Ecosystems have regulation services such as natural hazard control, erosion control, etc. Recently, Ecosystem-based Disaster Risk Reduction (Eco-DRR) and Ecosystem-based Adaptation for Climatic Change (EbA) have drawn attention worldwide. The aim is to use nature’s own ecosystem defenses to protect against future disasters. Eco-DRR and EbA are applicable for many areas in the world, and in general more cost effective and resilient when compared to man-made defenses. They also ensure rich biodiversity and ecosystem services supportive of human life. We urge all stakeholders with an interest in reducing damage caused by natural disasters to consider Eco-DRR as a secure means of protecting the local environment, ecosystem services, and natural resources against future disasters.
ID196 Social progress in the aftermath of a disaster: realizing a cooperative society
I displayed the poster “Social progress in the aftermath of a disaster: realizing a cooperative society” for The UN world conference on disaster risk reduction.
The poster showed two main findings in my study from the theoretical view perspective: (1) A crisis could encourage people to behave cooperatively and help each other, and (2) The easier doing such cooperative behavior is, the more people will do that cooperative behavior. In addition, the poster showed theoretical validity for the findings using data collected from people living in the disaster areas. 100 handout of the poster were published and made ready for free taking.

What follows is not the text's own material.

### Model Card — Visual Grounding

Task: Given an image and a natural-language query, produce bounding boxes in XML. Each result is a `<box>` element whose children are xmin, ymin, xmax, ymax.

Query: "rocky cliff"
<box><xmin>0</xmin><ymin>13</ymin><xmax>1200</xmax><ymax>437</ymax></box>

All handouts were taken away even though the handout was written in a professional format. Besides that, some participants told me that it was really acceptable that people do not help each other unless a serious crisis occurs. Considered such circumstances, a research topic related to cooperative behavior and disaster reduction looks interesting to general public.
In the further study, an additional survey focusing on decision making process for reconstruct plan and/or recovery plan is to be prepared. The survey targets people who need to move to a different area from their home district. Considered that a devastating disaster like Nankai-trough earthquake could hit to western part of Japan, it is necessary to collect findings that can contribute to recovery in short term. We should provide against disaster risk from the view point of social science as well.
ID198 Implementation of Educational Reconstruction Support Project through Industry-University Collaboration: Roles and Accomplishments of the Dust My Broom Project and Recycling Research in Reconstruction Assistance
As part of our laboratory project, we have conducted activities related to the earthquake disaster which occurred in 2011. These are: “Field survey of stricken vehicles”, “Interview survey and field survey of local governments which suffered damages”, “Program to support disaster recovery education and “Dust my broom project”.
One particular feature of our project was that these activities were conducted from the viewpoint of “waste”. As a result, it has given strong appeal to visitors and they showed strong interest in our poster.
We were able to reconfirm the significance of the study which we have worked on. We fully realized the importance of studying each phenomenon in relation to society and sharing research results to the society to equip people with the right information.
This event was very meaningful and we gained valuable experience in the process. We are confident that our activities under the university-industry collaboration have produced great and positive results.
To achieve the revival of the earthquake stricken area, assistance is indispensable both on the hardware and software aspects. The former refers to the establishment of infrastructures and the latter deals with personnel education and training.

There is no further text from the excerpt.